The ESFA said the formation of new academy trusts and mergers continued to rise in 2019-20 with academies increasing by around 900 in-year.

Whilst there has not been a “significant” rise in the number of academy investigation visits compared to 2018-19, there is a “continuing slightly upward trend aligned to sector growth”.

6. Pay rise and bonuses for ESFA’s top officials

Chief executive Eileen Milner saw her salary increase from £140-145,000 to £150-155,000 whilst also bagging a bonus of up to £5,000.

Peter Mucklow, director of further education, saw his wage increase from £95-100,000 to £100-105,000 whilst receiving a bonus of up to £15,000.

The accounts say the pay boosts for both civil servants were made after they took on “additional responsibilities in 2018-19 which were reflected in their salary in 2019-20 and included an element of back pay”.

The only other ESFA official to receive a pay rise was director of academies Mike Pettifer – from £1150-120,000 to £125-130,000 – after he “took on additional responsibilities from September 2018 which were for the remainder of 2018-19 and for the full year in 2019-20.”

Pettifer was also paid a bonus of up to £10,000.


7. Learning Record Service data breach investigation ongoing

An investigation was launched in January after betting companies were “wrongly provided access” to an education database containing the information of 28 million children.

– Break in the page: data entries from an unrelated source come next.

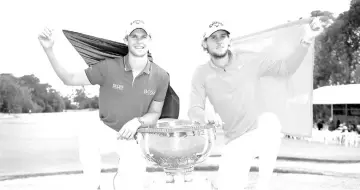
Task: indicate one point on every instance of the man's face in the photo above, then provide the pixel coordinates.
(138, 42)
(218, 44)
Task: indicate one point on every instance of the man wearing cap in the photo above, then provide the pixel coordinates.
(132, 93)
(230, 80)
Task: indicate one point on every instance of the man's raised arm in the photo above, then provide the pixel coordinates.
(77, 78)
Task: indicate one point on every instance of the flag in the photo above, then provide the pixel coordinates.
(291, 97)
(94, 49)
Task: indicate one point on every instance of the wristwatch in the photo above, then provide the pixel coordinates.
(305, 43)
(140, 121)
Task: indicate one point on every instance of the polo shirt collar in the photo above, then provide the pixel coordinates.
(128, 67)
(227, 65)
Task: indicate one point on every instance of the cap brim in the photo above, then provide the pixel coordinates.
(212, 32)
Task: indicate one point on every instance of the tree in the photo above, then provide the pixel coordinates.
(337, 50)
(13, 97)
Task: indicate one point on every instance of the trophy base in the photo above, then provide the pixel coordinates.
(179, 182)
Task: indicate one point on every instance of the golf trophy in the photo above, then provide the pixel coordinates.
(177, 146)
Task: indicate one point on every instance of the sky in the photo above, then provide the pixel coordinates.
(177, 27)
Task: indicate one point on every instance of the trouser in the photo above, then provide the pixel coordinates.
(99, 139)
(237, 156)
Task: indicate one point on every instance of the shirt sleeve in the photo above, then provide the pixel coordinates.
(97, 73)
(197, 91)
(162, 88)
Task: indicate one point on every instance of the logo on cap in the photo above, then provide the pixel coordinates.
(216, 24)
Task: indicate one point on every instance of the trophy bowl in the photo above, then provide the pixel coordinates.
(176, 145)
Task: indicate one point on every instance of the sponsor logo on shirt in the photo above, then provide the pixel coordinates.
(118, 87)
(149, 92)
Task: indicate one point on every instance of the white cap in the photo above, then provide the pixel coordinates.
(137, 24)
(213, 27)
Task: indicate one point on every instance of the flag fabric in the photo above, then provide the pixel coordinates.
(94, 49)
(290, 98)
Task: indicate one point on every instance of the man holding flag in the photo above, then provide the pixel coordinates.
(231, 82)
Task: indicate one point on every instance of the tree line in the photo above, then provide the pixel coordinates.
(336, 62)
(27, 95)
(337, 53)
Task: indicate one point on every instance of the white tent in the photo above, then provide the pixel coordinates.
(341, 94)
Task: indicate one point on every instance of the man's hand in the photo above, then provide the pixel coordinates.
(46, 38)
(129, 129)
(315, 28)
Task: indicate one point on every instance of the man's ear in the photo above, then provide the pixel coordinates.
(126, 40)
(204, 44)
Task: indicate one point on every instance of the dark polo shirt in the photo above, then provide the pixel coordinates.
(121, 98)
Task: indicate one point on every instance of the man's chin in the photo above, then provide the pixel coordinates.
(139, 53)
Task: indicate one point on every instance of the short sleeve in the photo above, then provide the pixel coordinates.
(97, 73)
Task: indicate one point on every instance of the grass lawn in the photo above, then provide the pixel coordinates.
(40, 143)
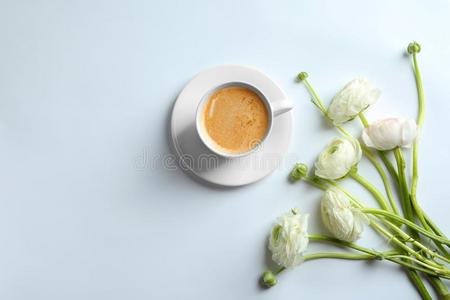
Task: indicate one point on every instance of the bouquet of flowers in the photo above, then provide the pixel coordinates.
(418, 244)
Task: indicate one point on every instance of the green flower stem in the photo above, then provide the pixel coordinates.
(420, 286)
(392, 255)
(319, 104)
(339, 256)
(389, 166)
(315, 183)
(417, 243)
(433, 226)
(392, 238)
(400, 243)
(334, 241)
(404, 192)
(420, 119)
(354, 201)
(380, 170)
(439, 286)
(437, 270)
(373, 190)
(408, 223)
(386, 183)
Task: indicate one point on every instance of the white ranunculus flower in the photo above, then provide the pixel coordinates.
(390, 133)
(289, 239)
(338, 158)
(355, 97)
(343, 220)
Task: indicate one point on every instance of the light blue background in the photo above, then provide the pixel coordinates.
(86, 89)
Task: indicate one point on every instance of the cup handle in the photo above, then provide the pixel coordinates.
(281, 106)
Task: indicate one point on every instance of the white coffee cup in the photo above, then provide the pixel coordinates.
(275, 107)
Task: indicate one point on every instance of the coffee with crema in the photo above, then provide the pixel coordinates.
(236, 119)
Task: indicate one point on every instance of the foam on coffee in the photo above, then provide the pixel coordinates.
(236, 119)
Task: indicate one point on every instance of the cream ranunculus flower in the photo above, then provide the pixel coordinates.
(338, 158)
(390, 133)
(355, 97)
(289, 239)
(343, 220)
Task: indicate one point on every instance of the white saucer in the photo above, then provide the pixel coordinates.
(194, 157)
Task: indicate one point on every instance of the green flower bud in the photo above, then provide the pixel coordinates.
(298, 172)
(302, 76)
(269, 279)
(414, 47)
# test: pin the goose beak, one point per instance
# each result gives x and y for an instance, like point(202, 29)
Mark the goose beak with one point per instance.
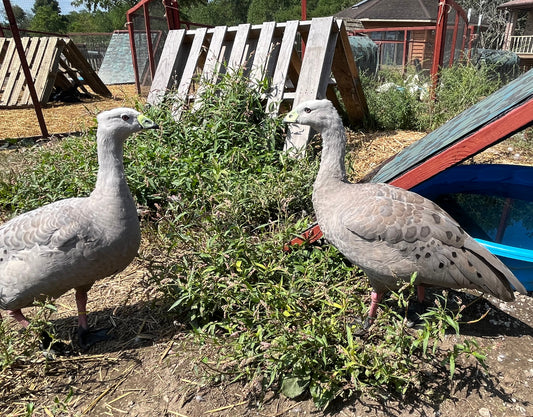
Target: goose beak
point(146, 123)
point(291, 117)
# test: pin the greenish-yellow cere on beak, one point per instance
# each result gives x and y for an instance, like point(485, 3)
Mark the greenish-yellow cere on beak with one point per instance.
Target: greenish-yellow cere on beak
point(291, 117)
point(146, 123)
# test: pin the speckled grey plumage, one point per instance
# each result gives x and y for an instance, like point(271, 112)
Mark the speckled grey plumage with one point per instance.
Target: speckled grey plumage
point(74, 242)
point(389, 232)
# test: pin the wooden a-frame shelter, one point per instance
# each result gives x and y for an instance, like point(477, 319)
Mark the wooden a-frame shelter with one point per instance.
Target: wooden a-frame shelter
point(53, 62)
point(269, 50)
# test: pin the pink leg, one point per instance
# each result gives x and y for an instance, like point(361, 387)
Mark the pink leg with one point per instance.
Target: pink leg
point(86, 338)
point(81, 304)
point(376, 298)
point(18, 316)
point(421, 293)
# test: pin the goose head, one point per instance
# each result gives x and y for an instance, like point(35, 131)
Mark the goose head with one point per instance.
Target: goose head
point(122, 122)
point(318, 114)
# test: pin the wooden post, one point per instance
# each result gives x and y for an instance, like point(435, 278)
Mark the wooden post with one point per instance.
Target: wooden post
point(25, 67)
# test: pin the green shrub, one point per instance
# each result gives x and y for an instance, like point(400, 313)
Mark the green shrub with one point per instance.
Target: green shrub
point(404, 107)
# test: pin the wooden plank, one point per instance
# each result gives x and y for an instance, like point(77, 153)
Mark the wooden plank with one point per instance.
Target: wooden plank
point(53, 68)
point(239, 45)
point(489, 135)
point(43, 71)
point(212, 61)
point(165, 69)
point(262, 52)
point(3, 42)
point(190, 68)
point(508, 97)
point(316, 64)
point(4, 70)
point(314, 76)
point(22, 85)
point(347, 76)
point(34, 70)
point(16, 78)
point(282, 66)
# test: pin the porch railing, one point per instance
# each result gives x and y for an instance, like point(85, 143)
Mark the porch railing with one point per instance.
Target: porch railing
point(522, 44)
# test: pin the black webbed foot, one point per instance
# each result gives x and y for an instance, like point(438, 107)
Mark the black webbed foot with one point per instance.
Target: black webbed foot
point(53, 347)
point(87, 337)
point(414, 313)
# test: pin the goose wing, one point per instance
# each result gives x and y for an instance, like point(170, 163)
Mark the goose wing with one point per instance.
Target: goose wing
point(412, 234)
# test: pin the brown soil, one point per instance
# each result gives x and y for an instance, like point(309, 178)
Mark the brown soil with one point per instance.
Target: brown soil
point(153, 367)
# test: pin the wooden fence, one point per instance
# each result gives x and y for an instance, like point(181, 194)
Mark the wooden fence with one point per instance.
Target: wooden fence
point(271, 51)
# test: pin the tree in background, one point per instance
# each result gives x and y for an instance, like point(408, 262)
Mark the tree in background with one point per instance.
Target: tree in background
point(492, 18)
point(21, 17)
point(47, 17)
point(215, 12)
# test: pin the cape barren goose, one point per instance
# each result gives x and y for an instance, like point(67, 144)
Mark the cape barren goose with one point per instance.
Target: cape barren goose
point(74, 242)
point(389, 232)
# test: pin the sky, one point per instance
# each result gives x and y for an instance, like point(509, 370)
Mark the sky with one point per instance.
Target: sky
point(64, 5)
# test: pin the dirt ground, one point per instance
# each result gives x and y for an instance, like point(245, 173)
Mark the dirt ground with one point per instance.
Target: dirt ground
point(152, 367)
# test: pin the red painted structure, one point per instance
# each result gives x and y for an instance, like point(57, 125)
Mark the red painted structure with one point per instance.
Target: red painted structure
point(173, 21)
point(451, 36)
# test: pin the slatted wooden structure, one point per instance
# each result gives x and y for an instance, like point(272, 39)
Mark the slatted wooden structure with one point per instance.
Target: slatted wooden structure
point(53, 62)
point(269, 50)
point(497, 117)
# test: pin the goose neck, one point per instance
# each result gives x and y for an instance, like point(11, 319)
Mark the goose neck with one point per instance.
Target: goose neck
point(111, 177)
point(332, 163)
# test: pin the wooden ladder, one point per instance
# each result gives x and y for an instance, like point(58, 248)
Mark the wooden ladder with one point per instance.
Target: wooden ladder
point(53, 62)
point(269, 50)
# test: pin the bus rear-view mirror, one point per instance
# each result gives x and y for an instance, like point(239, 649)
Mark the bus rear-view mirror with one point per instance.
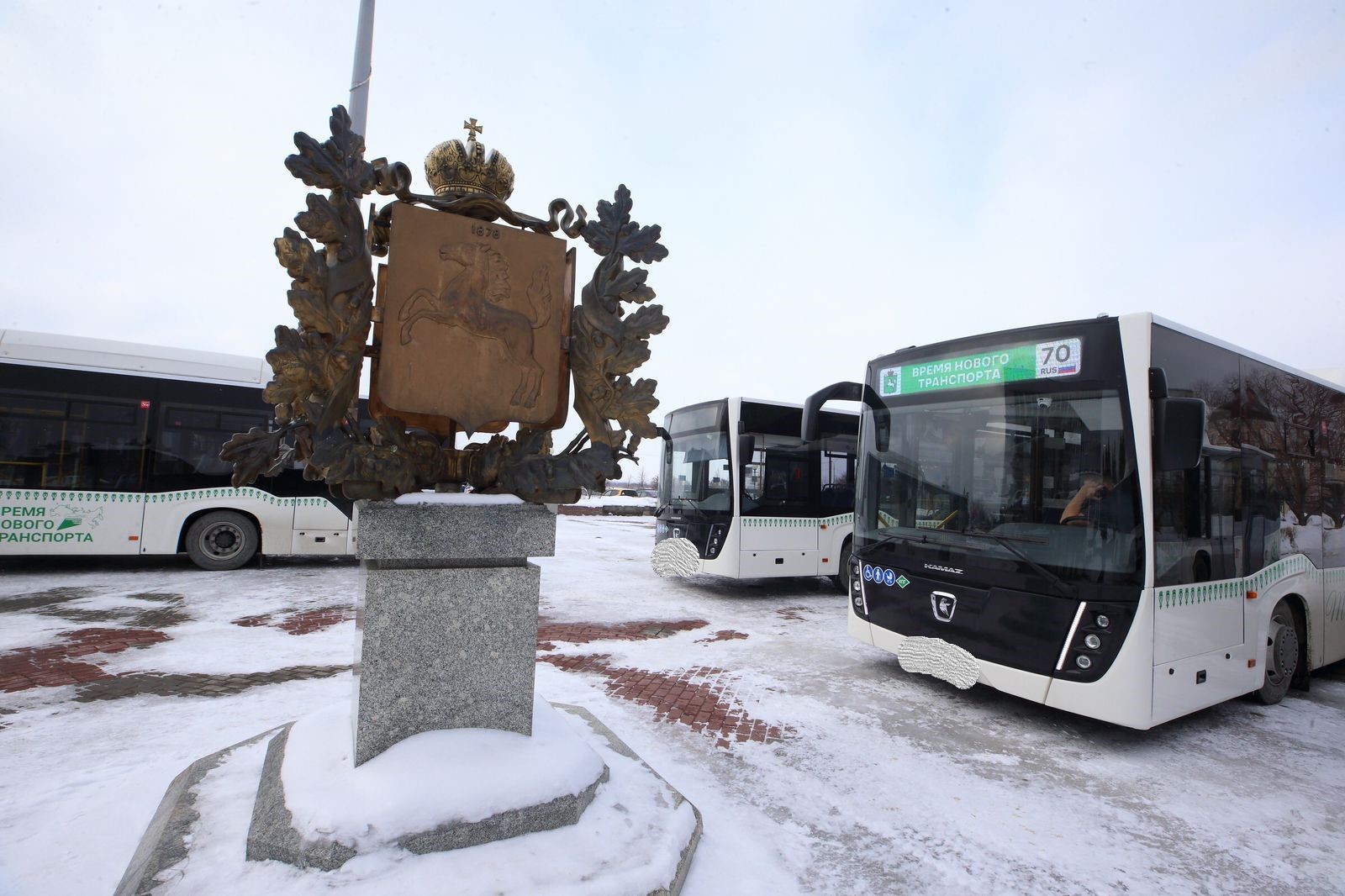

This was the sole “protected personal data related incident” for the ESFA that was judged significant enough to be formally reported to the Information Commissioner’s Office during 2019-20.

The ICO was notified that a learning provider, Trustopia, registered with the Learning Records Service (LRS), had been working with another company to use their access to the database for the purposes of ID verification for “non-educational purposes, in clear breach of their agreement with DfE”.

The personal data comprised of the name, date of birth, gender and postcode of 380,000 individuals registered with the LRS.

The ESFA’s accounts state that the ICO is continuing its investigation and will “contact the Department for Education once the investigation is concluded”.